- Born: January 9, 1908 Mexia, Texas, United States
- Died: July 2, 1970 (aged 62) Los Angeles, California, United States
- Occupation: Film editor

= William B. Murphy =

American film editor

William B. Murphy (January 9, 1908 – July 2, 1970) was an American film editor who, in the course of a twenty-year career, served as president of American Cinema Editors (ACE) from 1952 to 1955 and was distinguished in 1966 with ACE's Eddie Award for his work on the science fiction film, Fantastic Voyage, which also earned him an Academy Award nomination for Best Editing.
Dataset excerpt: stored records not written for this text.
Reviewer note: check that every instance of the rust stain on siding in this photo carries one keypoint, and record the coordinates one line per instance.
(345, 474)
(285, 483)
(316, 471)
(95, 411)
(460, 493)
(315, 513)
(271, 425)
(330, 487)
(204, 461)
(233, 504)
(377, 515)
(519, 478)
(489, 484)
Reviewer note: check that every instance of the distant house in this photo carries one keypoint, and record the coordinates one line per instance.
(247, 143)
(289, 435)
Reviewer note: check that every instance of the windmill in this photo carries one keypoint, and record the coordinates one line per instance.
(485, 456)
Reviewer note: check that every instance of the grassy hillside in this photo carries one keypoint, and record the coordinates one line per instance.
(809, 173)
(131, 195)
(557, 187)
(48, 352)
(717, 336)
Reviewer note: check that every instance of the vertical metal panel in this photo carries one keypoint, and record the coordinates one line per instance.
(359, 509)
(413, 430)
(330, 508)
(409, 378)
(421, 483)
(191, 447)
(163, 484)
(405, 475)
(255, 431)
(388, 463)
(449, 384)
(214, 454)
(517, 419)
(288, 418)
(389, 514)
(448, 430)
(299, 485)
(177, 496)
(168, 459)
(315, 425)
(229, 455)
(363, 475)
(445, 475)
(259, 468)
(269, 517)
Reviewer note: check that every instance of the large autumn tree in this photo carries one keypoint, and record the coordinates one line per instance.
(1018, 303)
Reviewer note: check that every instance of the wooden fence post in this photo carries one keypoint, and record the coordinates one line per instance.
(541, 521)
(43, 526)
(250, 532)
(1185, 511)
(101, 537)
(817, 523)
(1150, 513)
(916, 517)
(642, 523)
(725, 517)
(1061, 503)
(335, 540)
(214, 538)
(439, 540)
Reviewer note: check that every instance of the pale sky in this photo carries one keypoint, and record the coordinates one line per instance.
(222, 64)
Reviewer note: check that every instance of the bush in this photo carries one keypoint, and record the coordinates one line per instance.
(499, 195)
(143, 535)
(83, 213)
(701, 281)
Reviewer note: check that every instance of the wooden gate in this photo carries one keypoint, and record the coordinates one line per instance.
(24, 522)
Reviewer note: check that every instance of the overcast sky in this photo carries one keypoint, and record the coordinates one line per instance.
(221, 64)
Born in Mexia, a small city in Central Texas' Limestone County, William B. Murphy was 41 when his name first appeared in film credits as co-editor (with Richard Cahoon) of the independently produced 1949 B-western, Massacre River, released by United Artists. The following year, hired by 20th Century Fox, he worked on several of the studio's 1950s "A" productions, including three Clifton Webb vehicles, Mr. Belvedere Rings the Bell, Elopement (both 1951) and Mister Scoutmaster (1953), as well as Howard Hawks' Cary Grant-Ginger Rogers 1952 comedy, Monkey Business, and the 1957 Pat Boone-Shirley Jones musical, April Love. He also proved adept at westerns, editing Powder River (1953), Three Young Texans, The Gambler from Natchez (both 1954), Stranger on Horseback (1955), Mohawk (1956) and The Lonely Man (1957).

Leaving Fox in 1957, he served as editorial supervisor on several film and television projects (The Bachelor Party, Kings Go Forth, The Adventures of Ozzie and Harriet) and, by 1959, returned as a full-time editor in features and TV episodes, with credits on the independent science fiction production, 4D Man, along with at least eight installments of the hit ABC crime drama, The Untouchables.

In his final decade, 1960s, Murphy edited an entry in the series of films tailored for Elvis Presley, Follow That Dream (1962), followed by a psychiatric hospital melodrama, The Caretakers (1963), and the big-budget 1965 spoof, John Goldfarb, Please Come Home. Among his last three features, another top-dollar production, Fantastic Voyage, not only had a much bigger budget than his previous sci-fi assignment, 4D Man, but also proved to be a major moneymaker, ultimately going on to become one of the year's highest-grossing films with Oscar nominations in five technical categories, two of which, Best Art Direction—Color and Best Visual Effects, were selected as winners. Although Murphy lost in the Best Editing category to the Grand Prix team of Fredric Steinkamp, Henry Berman, Stewart Linder and Frank Santillo, his win of ACE's Eddie Award, in addition to the film's other awards and nominations (Hugo, Laurel and the Motion Picture Sound Editors' Golden Reel Award), brought him accolades and professional renown at near-end of his career. His penultimate film, Roger Corman's 1967 recreation of The St. Valentine's Day Massacre, returned to the same milieu he had covered while working on The Untouchables and, concluding his list of credits was Delbert Mann's The Pink Jungle, a tepidly reviewed 1968 comedy-adventure set in a South American jungle.

William B. Murphy died in Los Angeles at the age of 62.